Beliefs – the stuff of which civilizations are formed. Beliefs – the catalysts from which movements are spawned. Beliefs – the causes for which men live and die. Differing beliefs about the nature of reality, ethics, and values lead to differing behaviors. The dominant belief of a collective people or of the leaders of a country will drive that culture. All of life grows from, is maintained by, and bears the fruit of mankind’s beliefs.
For example, a Marxist worldview gained a standing in the arena of ideas via the writings of Karl Marx in the late 1800’s. Marx postulated that the group in power propagated oppression upon those not in power. The elite authoritarians were charged with societal and fiscal evils. Liberation of the underprivileged working class, the proletariat, became the goal of the Marxist mindset; and those ideological axioms gave rise to systems of government, commerce, and various social structures.

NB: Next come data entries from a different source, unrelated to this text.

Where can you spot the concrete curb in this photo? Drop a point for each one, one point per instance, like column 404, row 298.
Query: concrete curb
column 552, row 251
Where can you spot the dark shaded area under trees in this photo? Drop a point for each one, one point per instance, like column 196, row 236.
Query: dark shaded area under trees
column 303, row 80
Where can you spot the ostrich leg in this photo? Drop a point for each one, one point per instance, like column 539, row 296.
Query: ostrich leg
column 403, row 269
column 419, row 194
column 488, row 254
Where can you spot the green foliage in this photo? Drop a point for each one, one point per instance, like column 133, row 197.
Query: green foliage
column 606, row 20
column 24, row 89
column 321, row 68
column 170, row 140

Marxist belief generated communistic cultures including Leninism and Trotskyism in Russia or Maoism in China. Although the economic application of Marxism, with its materialistic worldview, failed to produce strong financial systems as it had promised, the ideology stills augurs its viability. The belief did not crumble with the Berlin Wall. It lives today codified as ‘multiculturalism’, ‘political correctness,’ and even ‘cultural Marxism.’
The basic belief of class warfare between the have and have-nots, the aristocratic and the hoi polloi, the rule-givers and those proles governed by the privileged continues with a present-day cultural emphasis. Minority groups such as women, African-Americans, Hispanics, and homosexuals fall under the category of those oppressed while groups identified as male, white, Euro-centric, heterosexual, capitalist, and even Christian become labeled as the oppressors.

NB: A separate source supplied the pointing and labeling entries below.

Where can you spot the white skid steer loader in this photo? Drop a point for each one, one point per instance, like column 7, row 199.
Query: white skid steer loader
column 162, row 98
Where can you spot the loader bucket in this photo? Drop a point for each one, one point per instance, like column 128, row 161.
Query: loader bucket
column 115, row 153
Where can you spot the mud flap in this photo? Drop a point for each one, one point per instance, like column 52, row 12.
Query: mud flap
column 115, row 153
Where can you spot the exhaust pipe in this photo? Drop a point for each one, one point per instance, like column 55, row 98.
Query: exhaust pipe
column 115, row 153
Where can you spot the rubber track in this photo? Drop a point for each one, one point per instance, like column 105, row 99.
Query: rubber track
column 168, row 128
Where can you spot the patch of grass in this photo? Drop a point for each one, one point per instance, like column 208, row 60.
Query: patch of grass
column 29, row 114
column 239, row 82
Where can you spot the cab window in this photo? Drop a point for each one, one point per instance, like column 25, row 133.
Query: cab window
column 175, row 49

Social Marxism has the same goals as Economic Marxism: a cultural revolution to dethrone the ruling class who propagate traditional ideas, liberate the common class with promises of equality and utopia, and inaugurate change under the title of social liberation. Marxism is a belief that manifests in actions. Beliefs do not remain isolated in academia nor are they only specimens to be examined under the microscope of rhetorical or philosophical meanderings. If social Marxism is alive in the United States, then a cultural revolution is the goal of those who embrace that maxim.
Anyone who announces that they are committed to being an agent of change is proclaiming that they will dismantle one set of axioms and replace those presuppositions with opposing and contradicting beliefs. The promise of change is prevalent on the American political and societal landscape. The discerning citizen must ask which belief will be outdated and which ideology will provide the infrastructure for the new world.
Not all beliefs are equal. There is an elitism of ideas because some are superior to others. The question begs to be answered: if fiscal Marxism did not work in Germany or Russia, will social Marxism work in the States? What our nation believes will determine the nation we will become.